All three metrics agree that Management matters, but the effect sizes differ. Bray-Curtis gives the largest R² because it weights the dominant species. Jaccard collapses abundance to presence-absence, so it loses some signal but stays significant. Euclidean treats raw counts as coordinates and is the least sensitive on this composition data, with a noticeably weaker p-value.

Warning
Pick the distance metric before you peek at the result. Trying every metric and reporting the smallest p-value is a form of selective reporting. Justify the metric from your data type (counts vs presence-absence vs traits) and your ecological question, then commit.

Try it: Run adonis2() directly on a Jaccard distance with binary = TRUE baked in via the formula interface, no precomputed vegdist.

RYour turn: jaccard via formula
set.seed(11) ex_jacc <- adonis2(dune ~ Management, data = dune.env, method = "___", binary = ___, permutations = 999) ex_jacc #> Expected: same R2 ~ 0.327 as the precomputed version

  
Click to reveal solution
RJaccard formula solution
set.seed(11) ex_jacc <- adonis2(dune ~ Management, data = dune.env, method = "jaccard", binary = TRUE, permutations = 999) ex_jacc #> Df SumOfSqs R2 F Pr(>F) #> Management 3 2.4061 0.32670 2.5873 0.003 ** #> Residual 16 4.9590 0.67330 #> Total 19 7.3651 1.00000

  

Explanation: adonis2() accepts method and binary arguments and computes the distance internally, so you do not need to call vegdist() first.

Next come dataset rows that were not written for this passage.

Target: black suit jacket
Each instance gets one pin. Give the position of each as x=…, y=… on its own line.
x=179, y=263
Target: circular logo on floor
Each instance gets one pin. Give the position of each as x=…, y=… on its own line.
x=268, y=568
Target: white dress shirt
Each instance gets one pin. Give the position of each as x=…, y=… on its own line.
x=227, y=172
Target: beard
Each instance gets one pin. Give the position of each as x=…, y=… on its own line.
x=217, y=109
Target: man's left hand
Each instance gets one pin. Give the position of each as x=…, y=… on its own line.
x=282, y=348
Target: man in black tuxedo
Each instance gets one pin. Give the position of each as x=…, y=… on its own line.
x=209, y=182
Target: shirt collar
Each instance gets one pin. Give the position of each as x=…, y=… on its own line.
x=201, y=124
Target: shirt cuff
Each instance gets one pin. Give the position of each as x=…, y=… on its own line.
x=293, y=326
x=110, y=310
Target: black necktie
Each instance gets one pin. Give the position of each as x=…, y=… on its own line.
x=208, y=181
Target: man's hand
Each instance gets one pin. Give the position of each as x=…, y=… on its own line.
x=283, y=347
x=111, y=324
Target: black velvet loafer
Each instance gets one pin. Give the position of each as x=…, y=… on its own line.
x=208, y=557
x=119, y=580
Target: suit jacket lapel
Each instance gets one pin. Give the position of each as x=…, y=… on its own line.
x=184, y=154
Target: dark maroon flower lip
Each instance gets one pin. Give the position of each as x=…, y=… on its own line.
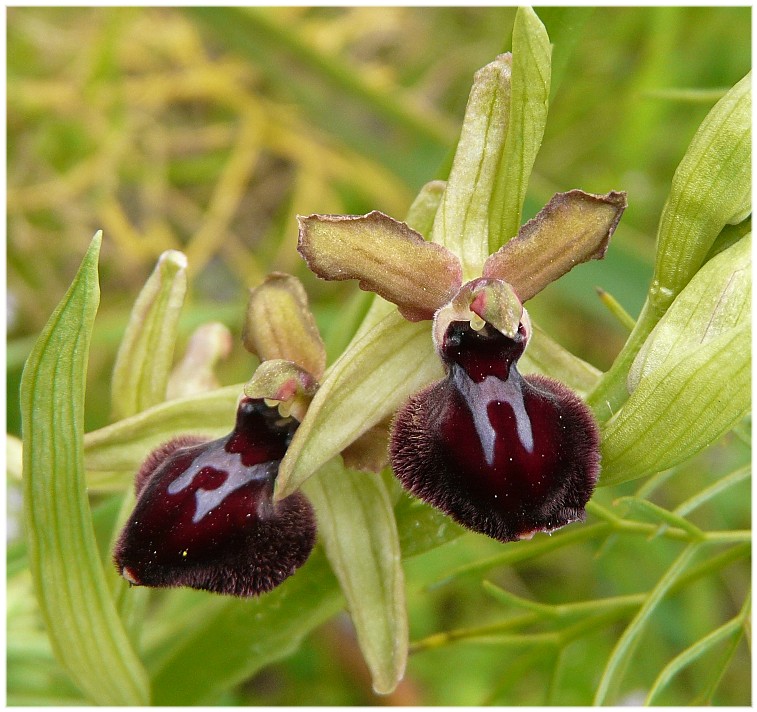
x=205, y=516
x=503, y=454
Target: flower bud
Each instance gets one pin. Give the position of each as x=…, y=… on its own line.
x=503, y=454
x=205, y=517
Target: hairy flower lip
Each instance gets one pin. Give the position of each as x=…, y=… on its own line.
x=502, y=454
x=205, y=517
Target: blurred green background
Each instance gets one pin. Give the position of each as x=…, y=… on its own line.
x=208, y=130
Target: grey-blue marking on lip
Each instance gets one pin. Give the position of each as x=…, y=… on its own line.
x=478, y=396
x=230, y=463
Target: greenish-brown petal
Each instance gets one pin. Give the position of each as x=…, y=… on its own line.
x=571, y=228
x=279, y=324
x=386, y=255
x=482, y=300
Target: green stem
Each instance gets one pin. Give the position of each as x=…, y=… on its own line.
x=611, y=392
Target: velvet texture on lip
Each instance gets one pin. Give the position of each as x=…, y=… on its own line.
x=503, y=454
x=205, y=517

How do you check the homogeneity of dispersion assumption?

PERMANOVA's pseudo-F pools within-group sums of squares, which means it assumes the groups have similar multivariate spread. If one group is much more variable than the others, a significant adonis2 might be picking up a dispersion difference rather than a centroid difference. The vegan function betadisper() runs PERMDISP, the multivariate Levene test, on the same distance matrix.

RCheck dispersion with betadisper()
set.seed(99) bd <- betadisper(d_bray, dune.env$Management) bd #> Homogeneity of multivariate dispersions #> No. of Positive Eigenvalues: 12 #> No. of Negative Eigenvalues: 7 #> Average distance to median: #> BF HF NM SF #> 0.3091 0.2347 0.4128 0.4264 permutest(bd, permutations = 999) #> Response: Distances #> Df Sum Sq Mean Sq F N.Perm Pr(>F) #> Groups 3 0.10222 0.034073 1.9963 999 0.151 #> Residuals 16 0.27310 0.017069 boxplot(bd, main = "Distance to group centroid by Management")

  

The four management groups have between-group dispersions ranging from 0.23 (HF) to 0.43 (NM). The PERMDISP F is 2.0 with p = 0.15, well above 0.05, so we cannot reject the null of equal dispersion. Combined with the significant adonis2 result, this is the cleanest possible interpretation: groups differ in centroid location, not just in spread.

Note
A significant betadisper does not automatically invalidate adonis2. With balanced designs and similar group sizes, PERMANOVA is reasonably robust to dispersion differences. The bigger risk is unbalanced groups: if one large group also has high dispersion, the test can flag a centroid shift that is not really there.

Try it: Run betadisper on Moisture instead and report whether dispersions are homogeneous.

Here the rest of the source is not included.